Advantages and Disadvantages of a Lifetime Giving Program

A lifetime giving program offers many tax and non-tax advantages and disadvantages.

The Advantages of Lifetime Giving Include:

Each year a donor can give $10,000 to an unlimited number of donees free of gift tax. This offers a tremendous opportunity to save estate, income and GST taxes.

An individual can pay tuition for any number of relatives or friends without the payments being treated as gifts. This offers a great opportunity to save estate and GST taxes.

Payment of another's medical expenses is not subject to gift tax and may save estate and GST tax.

Gifts offer a way to save estate tax as discussed in separate points throughout this list.

The first $675,000 of taxable transfers is exempt by virtue of the Unified Credit. This allows the donor to transfer assets with appreciation potential and to remove post-transfer appreciation and earnings from his estate.

A gift by one spouse can be treated as made by both spouses. This enables a spouse without adequate funds to take advantage of exclusions, the unified credit and other tax benefits.

Unlimited amounts can be transferred to a spouse free of gift tax. This enables a spouse without adequate funds to take advantage of exclusions, unified credit and other tax benefits. It also permits transfers to spouse for non-tax reasons (e.g., to put property beyond the reach of creditors) to be made without tax cost.

Income earned on, and appreciation in the value of, gifted property generally escapes estate tax in the donor's estate.

A giving program offers the opportunity to save family income taxes.

Any federal gift tax paid on a gift is removed from the estate tax base, unless the donor dies within three years.

Gifts avoid the publicity and probate costs on the gifted property and on any gift tax paid on the property.

Gifts may reduce the family state income tax bill.

Gifts may lower state death taxes that could arise on the donor's death.

Gifts of certain types of property may enable the donor's estate to qualify for special use valuation.

Gifts of certain types of property may enable the donor's estate to qualify for special redemption treatment.

Gifts of certain types of property may enable the donor's estate to qualify for estate tax deferral.

Gifts may place property beyond the reach of creditors.

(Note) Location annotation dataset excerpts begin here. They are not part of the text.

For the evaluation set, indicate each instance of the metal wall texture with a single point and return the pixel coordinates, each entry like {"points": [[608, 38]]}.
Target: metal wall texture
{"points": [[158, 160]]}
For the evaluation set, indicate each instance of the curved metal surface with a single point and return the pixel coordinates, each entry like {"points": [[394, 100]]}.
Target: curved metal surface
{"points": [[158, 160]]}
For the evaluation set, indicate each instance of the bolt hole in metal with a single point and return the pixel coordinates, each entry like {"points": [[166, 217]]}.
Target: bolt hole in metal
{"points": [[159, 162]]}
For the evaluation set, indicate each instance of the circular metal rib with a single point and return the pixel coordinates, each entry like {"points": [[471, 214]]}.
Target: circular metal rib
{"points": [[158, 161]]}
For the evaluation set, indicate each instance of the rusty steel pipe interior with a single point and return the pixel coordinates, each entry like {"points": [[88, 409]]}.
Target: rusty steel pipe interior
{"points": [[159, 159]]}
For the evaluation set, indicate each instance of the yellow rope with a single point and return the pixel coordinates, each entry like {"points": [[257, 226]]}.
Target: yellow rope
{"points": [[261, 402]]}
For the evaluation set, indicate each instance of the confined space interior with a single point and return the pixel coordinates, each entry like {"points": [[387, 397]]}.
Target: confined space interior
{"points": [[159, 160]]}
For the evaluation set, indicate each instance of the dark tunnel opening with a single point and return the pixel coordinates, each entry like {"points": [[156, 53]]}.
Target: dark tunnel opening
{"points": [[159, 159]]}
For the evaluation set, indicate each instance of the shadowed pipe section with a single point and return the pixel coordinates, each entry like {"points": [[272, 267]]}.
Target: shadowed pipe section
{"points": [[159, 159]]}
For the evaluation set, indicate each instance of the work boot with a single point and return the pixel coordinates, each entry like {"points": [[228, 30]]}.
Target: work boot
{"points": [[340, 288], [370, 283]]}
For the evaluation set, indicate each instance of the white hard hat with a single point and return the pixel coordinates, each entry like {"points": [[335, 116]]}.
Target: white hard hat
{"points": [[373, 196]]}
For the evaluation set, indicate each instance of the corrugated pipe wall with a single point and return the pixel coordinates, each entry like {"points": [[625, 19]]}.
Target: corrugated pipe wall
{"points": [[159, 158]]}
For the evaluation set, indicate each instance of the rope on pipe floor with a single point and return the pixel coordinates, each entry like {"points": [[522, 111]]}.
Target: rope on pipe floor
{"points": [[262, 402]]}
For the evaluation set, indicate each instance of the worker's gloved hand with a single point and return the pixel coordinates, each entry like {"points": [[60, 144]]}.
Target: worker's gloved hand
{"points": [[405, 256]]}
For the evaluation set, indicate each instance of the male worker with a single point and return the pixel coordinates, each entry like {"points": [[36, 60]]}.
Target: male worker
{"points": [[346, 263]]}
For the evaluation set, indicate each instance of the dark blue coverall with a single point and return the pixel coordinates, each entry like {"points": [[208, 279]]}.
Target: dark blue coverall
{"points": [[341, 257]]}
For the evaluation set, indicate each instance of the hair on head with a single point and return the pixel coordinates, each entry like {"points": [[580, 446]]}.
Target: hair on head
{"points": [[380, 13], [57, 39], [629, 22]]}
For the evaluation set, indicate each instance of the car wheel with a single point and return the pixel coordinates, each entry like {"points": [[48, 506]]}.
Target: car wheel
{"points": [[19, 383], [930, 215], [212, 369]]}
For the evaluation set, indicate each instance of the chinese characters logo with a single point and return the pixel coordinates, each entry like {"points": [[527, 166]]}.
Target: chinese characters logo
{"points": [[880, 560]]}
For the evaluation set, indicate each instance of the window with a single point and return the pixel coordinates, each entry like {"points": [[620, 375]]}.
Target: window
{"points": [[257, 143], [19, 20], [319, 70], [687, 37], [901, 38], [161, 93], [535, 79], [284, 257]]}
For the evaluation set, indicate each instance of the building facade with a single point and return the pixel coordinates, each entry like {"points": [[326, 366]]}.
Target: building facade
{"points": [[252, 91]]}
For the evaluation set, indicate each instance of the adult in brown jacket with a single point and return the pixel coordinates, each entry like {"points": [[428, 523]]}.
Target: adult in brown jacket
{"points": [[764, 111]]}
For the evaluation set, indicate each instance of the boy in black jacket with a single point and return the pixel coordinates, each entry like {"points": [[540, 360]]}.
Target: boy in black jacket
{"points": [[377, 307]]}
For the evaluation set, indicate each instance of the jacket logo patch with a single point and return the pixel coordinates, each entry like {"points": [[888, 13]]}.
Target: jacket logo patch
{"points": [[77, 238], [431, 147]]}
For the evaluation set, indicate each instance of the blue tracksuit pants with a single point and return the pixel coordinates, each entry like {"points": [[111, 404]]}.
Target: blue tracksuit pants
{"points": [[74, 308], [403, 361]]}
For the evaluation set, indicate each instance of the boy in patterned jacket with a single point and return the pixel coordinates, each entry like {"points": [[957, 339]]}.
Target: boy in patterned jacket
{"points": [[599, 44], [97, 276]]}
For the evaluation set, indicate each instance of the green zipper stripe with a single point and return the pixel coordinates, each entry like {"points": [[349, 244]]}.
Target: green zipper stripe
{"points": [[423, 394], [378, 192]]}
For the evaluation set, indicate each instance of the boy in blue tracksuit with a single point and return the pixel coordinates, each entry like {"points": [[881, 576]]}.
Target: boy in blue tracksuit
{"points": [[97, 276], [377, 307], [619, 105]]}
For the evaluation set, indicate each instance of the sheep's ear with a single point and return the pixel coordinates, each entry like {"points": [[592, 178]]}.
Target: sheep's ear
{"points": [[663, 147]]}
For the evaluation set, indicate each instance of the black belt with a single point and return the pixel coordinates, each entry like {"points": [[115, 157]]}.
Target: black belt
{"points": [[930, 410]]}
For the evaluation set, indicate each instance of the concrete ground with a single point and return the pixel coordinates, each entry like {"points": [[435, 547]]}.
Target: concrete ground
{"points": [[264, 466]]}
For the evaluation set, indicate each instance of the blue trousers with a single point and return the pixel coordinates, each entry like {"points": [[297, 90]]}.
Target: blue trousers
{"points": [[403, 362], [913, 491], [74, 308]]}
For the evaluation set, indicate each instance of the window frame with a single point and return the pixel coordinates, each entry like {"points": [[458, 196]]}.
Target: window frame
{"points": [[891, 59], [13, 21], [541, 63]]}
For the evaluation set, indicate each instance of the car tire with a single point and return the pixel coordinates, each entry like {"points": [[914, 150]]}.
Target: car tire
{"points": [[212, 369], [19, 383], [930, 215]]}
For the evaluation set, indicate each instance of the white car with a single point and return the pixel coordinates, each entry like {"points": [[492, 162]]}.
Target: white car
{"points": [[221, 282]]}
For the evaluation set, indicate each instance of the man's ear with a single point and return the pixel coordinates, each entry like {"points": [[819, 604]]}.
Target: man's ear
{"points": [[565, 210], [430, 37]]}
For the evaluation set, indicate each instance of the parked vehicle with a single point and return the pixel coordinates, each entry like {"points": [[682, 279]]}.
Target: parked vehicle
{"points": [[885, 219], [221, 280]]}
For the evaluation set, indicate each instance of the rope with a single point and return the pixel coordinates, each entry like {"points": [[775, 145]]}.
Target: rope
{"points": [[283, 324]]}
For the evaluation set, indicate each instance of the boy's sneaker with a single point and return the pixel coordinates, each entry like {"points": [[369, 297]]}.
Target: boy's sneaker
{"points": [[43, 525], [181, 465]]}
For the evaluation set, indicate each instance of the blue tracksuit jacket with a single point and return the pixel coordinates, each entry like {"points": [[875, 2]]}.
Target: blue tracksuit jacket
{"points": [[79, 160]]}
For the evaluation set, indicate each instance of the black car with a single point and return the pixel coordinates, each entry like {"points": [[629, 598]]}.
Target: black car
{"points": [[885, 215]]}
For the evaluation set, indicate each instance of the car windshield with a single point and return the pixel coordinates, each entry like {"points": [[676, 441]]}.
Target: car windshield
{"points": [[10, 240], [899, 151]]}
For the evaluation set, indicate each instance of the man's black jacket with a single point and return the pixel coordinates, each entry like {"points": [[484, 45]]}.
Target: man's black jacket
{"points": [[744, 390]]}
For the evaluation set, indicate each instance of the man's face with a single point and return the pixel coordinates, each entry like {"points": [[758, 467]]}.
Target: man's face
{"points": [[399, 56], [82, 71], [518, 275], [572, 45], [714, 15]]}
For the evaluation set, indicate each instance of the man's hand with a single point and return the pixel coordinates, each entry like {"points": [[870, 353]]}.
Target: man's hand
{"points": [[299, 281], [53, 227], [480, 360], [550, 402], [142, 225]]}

Depending on the type of property involved, a gift may relieve the donor of the burden of managing the property.

Gifts to charity may be made free of gift tax and may produce an income tax deduction.

Gifts of certain types of property may reduce the donor's alternative minimum tax liability.

Potential Disadvantages of Lifetime Giving Include:

A donee generally gets the donor's tax basis in the gifted property. On the other hand, in the case of a transfer at death, the transferee gets a tax basis equal to the property's fair market value at the date of death or, if elected, the alternate valuation date.

Once the unified credit is used up, taxable gifts amount to a prepayment of estate tax. Still, if the gifted property has significant appreciation potential, the prepayment may be more than offset by the subsequent appreciation that escapes transfer tax.

Lifetime gifts of closely held stock could cause loss of special Code Secs. 303 redemption treatment.

Lifetime gifts of business assets could cause loss of special use valuation.

Lifetime gifts of business assets could cause loss of estate tax deferral.

Extremely complicated rules could come into play when junior equity interests in a family business are given away.

A donor ordinarily will lose control of the gifted property.

A donor ordinarily will lose income from and enjoyment of the gifted property.

The gift may place the donor in a position of lacking sufficient resources if unanticipated needs arise.

Gifts may cause the donee to become financially dependent on the donor.